この神事は、土中に埋めた穀物(粟穂・稲穂・大角豆・茄子・胡瓜・御飯)を掘り起こし、腐敗度を見て来年の作柄を占ふもの。『出羽風土記略記』にもその記述が残る。古くは旧暦六月三十日の夕刻に前年に埋めた穀物を掘り起こす神事(開く神事)、同七月朔日の早朝に新しい穀物を埋める神事(休める神事)をおこなっていたが、現在では宮司が吉日を定め斎行している。

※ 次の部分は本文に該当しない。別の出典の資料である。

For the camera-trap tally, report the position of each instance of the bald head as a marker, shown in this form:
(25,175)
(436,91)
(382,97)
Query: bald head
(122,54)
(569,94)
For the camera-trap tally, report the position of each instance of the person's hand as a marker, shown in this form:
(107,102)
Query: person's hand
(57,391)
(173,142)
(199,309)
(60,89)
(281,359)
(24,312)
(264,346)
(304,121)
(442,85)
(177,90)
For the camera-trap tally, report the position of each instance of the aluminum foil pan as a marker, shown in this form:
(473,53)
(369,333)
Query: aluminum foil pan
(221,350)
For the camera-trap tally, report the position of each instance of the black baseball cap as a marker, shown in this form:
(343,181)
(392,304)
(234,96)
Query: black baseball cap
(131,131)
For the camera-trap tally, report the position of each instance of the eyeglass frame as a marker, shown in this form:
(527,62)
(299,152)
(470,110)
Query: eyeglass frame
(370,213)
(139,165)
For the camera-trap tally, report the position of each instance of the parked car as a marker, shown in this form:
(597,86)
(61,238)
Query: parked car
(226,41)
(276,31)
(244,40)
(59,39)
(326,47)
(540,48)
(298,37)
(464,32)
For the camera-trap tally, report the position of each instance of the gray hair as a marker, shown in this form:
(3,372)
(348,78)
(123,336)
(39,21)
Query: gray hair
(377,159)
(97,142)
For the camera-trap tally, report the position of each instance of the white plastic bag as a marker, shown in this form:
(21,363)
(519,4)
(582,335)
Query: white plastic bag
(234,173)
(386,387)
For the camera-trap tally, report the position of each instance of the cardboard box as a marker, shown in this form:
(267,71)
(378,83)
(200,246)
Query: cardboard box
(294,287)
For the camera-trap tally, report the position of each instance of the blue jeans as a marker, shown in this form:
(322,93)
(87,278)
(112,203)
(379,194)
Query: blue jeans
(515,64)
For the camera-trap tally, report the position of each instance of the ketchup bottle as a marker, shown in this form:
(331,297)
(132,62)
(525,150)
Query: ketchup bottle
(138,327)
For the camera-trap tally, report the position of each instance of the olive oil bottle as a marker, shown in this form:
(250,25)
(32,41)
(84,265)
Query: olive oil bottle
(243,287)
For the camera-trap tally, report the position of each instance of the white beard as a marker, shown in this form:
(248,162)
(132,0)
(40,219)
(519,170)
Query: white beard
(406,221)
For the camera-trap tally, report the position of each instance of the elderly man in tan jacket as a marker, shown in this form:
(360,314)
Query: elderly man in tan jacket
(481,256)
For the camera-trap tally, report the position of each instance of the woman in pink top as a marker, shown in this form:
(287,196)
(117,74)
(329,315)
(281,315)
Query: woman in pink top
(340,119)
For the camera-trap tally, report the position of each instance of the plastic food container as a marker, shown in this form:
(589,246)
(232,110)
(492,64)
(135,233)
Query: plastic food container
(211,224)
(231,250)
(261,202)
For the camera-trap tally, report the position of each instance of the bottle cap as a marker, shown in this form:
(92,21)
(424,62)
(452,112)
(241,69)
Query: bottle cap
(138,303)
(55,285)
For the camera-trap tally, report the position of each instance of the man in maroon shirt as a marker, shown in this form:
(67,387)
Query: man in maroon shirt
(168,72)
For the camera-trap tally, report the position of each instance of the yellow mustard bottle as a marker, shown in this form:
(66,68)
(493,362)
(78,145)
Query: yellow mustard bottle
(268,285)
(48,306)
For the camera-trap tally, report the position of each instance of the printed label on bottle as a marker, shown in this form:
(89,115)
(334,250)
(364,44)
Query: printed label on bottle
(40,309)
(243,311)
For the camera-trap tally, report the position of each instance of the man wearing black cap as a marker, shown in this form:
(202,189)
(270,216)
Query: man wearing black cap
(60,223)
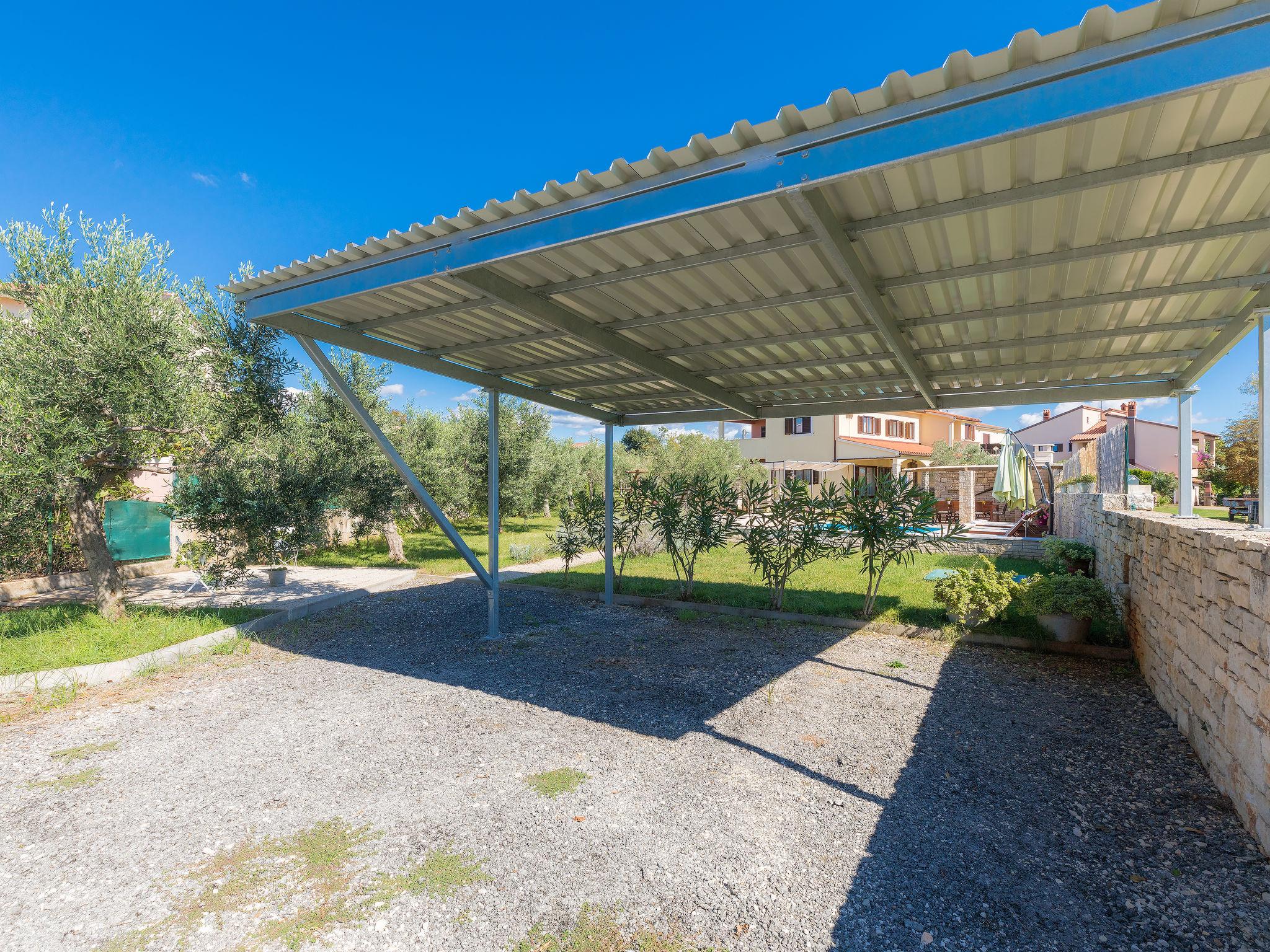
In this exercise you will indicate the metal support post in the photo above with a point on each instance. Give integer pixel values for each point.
(609, 513)
(363, 416)
(492, 592)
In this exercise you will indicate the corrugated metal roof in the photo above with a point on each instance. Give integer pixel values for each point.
(1099, 25)
(1122, 248)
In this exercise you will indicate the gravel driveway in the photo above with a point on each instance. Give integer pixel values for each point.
(738, 785)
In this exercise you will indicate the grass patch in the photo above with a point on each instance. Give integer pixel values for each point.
(431, 551)
(83, 751)
(830, 587)
(69, 781)
(598, 931)
(441, 874)
(69, 635)
(304, 885)
(1208, 512)
(553, 783)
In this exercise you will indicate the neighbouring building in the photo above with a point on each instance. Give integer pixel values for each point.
(1151, 444)
(843, 447)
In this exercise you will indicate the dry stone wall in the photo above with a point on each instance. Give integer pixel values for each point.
(1198, 611)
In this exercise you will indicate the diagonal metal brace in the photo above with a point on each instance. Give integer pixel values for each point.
(368, 425)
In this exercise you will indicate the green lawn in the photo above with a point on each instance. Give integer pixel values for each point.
(828, 587)
(63, 637)
(1208, 512)
(432, 552)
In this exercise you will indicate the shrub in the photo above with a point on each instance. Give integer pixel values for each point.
(691, 517)
(789, 528)
(1077, 596)
(887, 523)
(521, 552)
(977, 594)
(1061, 552)
(569, 539)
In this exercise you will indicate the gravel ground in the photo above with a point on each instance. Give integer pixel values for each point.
(752, 786)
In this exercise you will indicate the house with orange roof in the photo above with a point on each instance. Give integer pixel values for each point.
(842, 447)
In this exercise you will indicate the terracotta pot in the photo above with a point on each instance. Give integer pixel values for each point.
(1066, 627)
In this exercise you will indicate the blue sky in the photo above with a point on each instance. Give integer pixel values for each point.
(242, 134)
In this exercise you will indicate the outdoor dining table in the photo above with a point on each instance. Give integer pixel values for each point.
(1242, 506)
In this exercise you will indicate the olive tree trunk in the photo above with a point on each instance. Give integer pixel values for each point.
(393, 536)
(91, 535)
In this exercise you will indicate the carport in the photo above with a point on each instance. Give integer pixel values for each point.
(1080, 216)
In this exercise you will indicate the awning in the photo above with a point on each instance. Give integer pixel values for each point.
(860, 448)
(1078, 216)
(804, 465)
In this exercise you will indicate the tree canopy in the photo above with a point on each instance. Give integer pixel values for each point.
(115, 367)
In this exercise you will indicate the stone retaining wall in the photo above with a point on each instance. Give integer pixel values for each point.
(1198, 611)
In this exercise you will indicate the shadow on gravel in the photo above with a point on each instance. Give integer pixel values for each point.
(1052, 805)
(648, 679)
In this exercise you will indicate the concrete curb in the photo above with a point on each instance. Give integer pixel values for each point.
(910, 631)
(104, 672)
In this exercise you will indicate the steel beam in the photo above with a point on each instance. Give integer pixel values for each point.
(1264, 420)
(1071, 255)
(676, 265)
(1185, 478)
(837, 247)
(1075, 338)
(1003, 395)
(1100, 178)
(609, 513)
(539, 309)
(420, 314)
(1221, 346)
(761, 304)
(340, 386)
(298, 324)
(492, 508)
(1108, 362)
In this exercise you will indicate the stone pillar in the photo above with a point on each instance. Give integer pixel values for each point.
(966, 496)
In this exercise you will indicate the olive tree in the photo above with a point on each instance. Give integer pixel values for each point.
(112, 368)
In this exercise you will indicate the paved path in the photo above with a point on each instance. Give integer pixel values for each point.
(304, 584)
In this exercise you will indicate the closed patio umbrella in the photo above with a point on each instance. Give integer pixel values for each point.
(1026, 494)
(1005, 485)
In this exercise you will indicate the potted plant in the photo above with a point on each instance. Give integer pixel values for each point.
(978, 594)
(1066, 555)
(1066, 606)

 穀物を埋める穴は、1m四方・深さ80㎝。紙に包んだ穀物を五カ所に埋め、その上に直径30㎝の河原石を載せて土を被せ、切石の蓋を二重にし、最後に高さ4mの梵天柱を立てる。

 

  五カ所に埋められた穀物は、それぞれ中央が山形、北西隅が庄内、南西隅が米沢、北東隅が秋田、南東隅が仙台地方の作柄を占ふとされ、さらに各穴に溜まる地下水の量によって、各地方の灌漑用水の過不足も占う。

五日の「開く神事」は、午後三時から執りおこなはれ、中野宮司が祝詞を奏上し、願文を読み上げた後、境内の穀様し場に移動。白水干に襷掛けの神職が穀物の上にある「梵天柱」を抜き取り、土を掘り起こした。川原石が出てきた段階で中野宮司が穀物の腐敗度を見て作柄を占った。

結果は、各地方とも作柄は例年並みで、灌漑用水は若干不足気味との結果が出た。この結果は木版表に書き入れてお神札とし、関係者に頒けられた。

翌六日の午前八時からは、来年の豊作を祈る神事を執りおこなったあと、新しい五穀を穴に埋め、参列者全員で朝食の鰊を食べた。

かつては市内を流れる馬見ヶ崎川の水量も豊富だったが、現在では水位も低く、また、五穀の腐敗度も以前とは異なってきているが、農業に携はる人々にとっては大切な神事となっている。